Solange Firmino

Professora do Ensino Fundamental e de Língua Portuguesa e Literatura do Ensino Médio. Escritora, pesquisadora. Estudou Cultura Greco-romana na UERJ com Junito Brandão, um dos maiores especialistas do país em Mitologia.

Mito em contexto - Coluna 110
(Próxima: 20/6/2011)


A lira, instrumento divino

A música primitiva era baseada em imitações dos sons de animais e do mundo físico com o intuito de tentar a comunicação com o mundo espiritual. Com o desenvolvimento de harmonias e instrumentos elaborados, a música entrou em processo de sacralização e se tornou uma referência fundamental para o conhecimento do universo. Como representante da ordem cósmica, a música foi inclusive associada ao simbolismo dos planetas e dos números, como a teoria de Pitágoras sobre a ‘ harmonia das esferas', com um extenso estudo sobre a consonância das notas produzidas pelos astros em seus movimentos regulares.

Pitágoras tocava para os discípulos uma lira de sete cordas. O filósofo considerava a música a ligação entre o cosmos e o homem. O Cosmos para ele era uma vasta razão harmônica que se constituía de razões menores, e seu conjunto formava a harmonia cósmica, a harmonia das esferas. A teoria da música cósmica foi descrita por Platão na obra ‘Timeu'. Platão acreditava que o os planetas criavam uma harmonia divina ao se moverem com diferentes velocidades em relação aos outros, tal como a altura musical se modificava quando as cordas vibravam em relações distintas.

A lira é um instrumento musical também ligado à mitologia, em particular ao mito do músico e poeta Orfeu, cuja música encantava até animais selvagens e parava o curso dos rios. Na expedição dos Argonautas, acalmou as ondas com música e salvou o navio, anulando o efeito do canto das Sereias. Ao voltar dessa aventura, casou com a ninfa  Eurídice. Aristeu tentou violá-la e, ao fugir, ela pisou em uma serpente e morreu após a picada. O inconformado Orfeu desceu ao Hades para pedir Eurídice de volta. Encantou o mundo ctônio, desde o barqueiro Caronte até os deuses que lá moravam. Os que sofriam castigos tiveram descanso temporário.

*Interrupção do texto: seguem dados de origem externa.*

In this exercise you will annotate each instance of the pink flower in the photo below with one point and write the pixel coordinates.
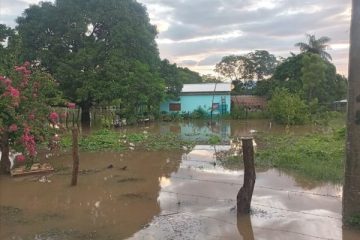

Orfeu aprendeu sua arte com Apolo, de quem era filho junto com a Musa Calíope. Apolo dirigia o coro das Musas e a dança das Cárites no Olimpo, distraindo os deuses com sua lira. Algumas lendas dizem que Hermes inventou a lira e a flauta, mas Apolo tocou esses instrumentos com perfeição, sendo considerado, entre variados atributos, o deus da música.

Uma versão maior da lira, chamada de cítara, teria sido feita por Hermes para Apolo. Hermes foi fruto de um dos amores de Zeus: Maia, filha do Titã Atlas. A esposa de Zeus fez com que Maia se escondesse e ela deu à luz em uma caverna no Monte Cilene. Recém-nascido, Hermes deixou a mãe e saiu em busca de aventura. Foi ao monte onde pastava o gado do rei Admeto, guardado pelo irmão Apolo, e o roubou. Ofereceu dois animais aos deuses e, das tripas secas e esticadas, fez as cordas com que prendeu no casco de uma tartaruga, criando a lira.

Na Arte, a lira é atributo de Érato, musa da poesia lírica, e também da musa da dança e do som, Terpsícore. Em algumas tradições, a música está sempre associada à origem da vida, principalmente na Índia, onde o som é considerado vibração primordial da energia divina. É da Índia que vem a lenda da flauta de Krishna, que fez o mundo começar a existir.